Western Women
Meek’s Cutoff
Directed by Kelly
Reichardt
Runtime: 104 min.
Director Kelly
Reichardt must be in a reign-of-terror state of mind. Her new film, Meek’s Cutoff, goes back in history—following
a small wagon train in 1845 Oregon—to punish the man who led the small band of
settlers to a dry, uninhabitable desert. Obviously another Iraq War allegory, Meek’s Cutoff implies political
punishment: a beheading, or at the very least, castration.

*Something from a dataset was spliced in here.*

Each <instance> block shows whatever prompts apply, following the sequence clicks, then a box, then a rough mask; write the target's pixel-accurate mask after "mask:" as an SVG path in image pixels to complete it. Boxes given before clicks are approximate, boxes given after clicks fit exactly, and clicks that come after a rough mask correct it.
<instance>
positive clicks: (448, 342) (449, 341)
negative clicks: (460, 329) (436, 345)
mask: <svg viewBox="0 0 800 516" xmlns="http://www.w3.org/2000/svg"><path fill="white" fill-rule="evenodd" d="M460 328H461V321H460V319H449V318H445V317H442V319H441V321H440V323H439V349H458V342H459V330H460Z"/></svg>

Just as Reichardt’s Wendy and Lucy tried poeticizing the
solitude felt by a female sexual outcast, Meek’s
Cutoff highlights the same actress, Michelle Williams, responding with
perplexity, frustration and then anger to the bearded, arrogant, chauvinist,
racist alpha-male scout Stephen Meek (Bruce Greenwood, doing a mean Brad Dourif
impersonation). Meek, the decider, is responsible for getting the wagon train
lost in a barren wilderness. It’s a Western allegory in the most obvious
sense.
Westerns replay
American history to learn from it. Indie directors rarely essay the genre due
to the expense in making a period film. Reichardt practices the square aspect
ratio of classic Westerns like Duel in
the Sun, Wagonmaster and Westward the Women, but, unfortunately,
her aesthetic attitude is all too modern. Meek’s
Cutoff repeats the bleakness of Van Sant’s desert-set Gerry. There’s no awe for nature or the timeless environment in
which “realism” is splendid or beauteous—just Michelle Williams’ white woman’s
burden pouting as she indexes Renée Zellweger, Carey Mulligan and then Isabelle
Huppert’s anti-colonialist misery in White
Material. Reichardt’s Western pities how Americans follow without moral (or
geographical) compass. It challenges patriarchy and racism, but it never risks
questioning received political ideas.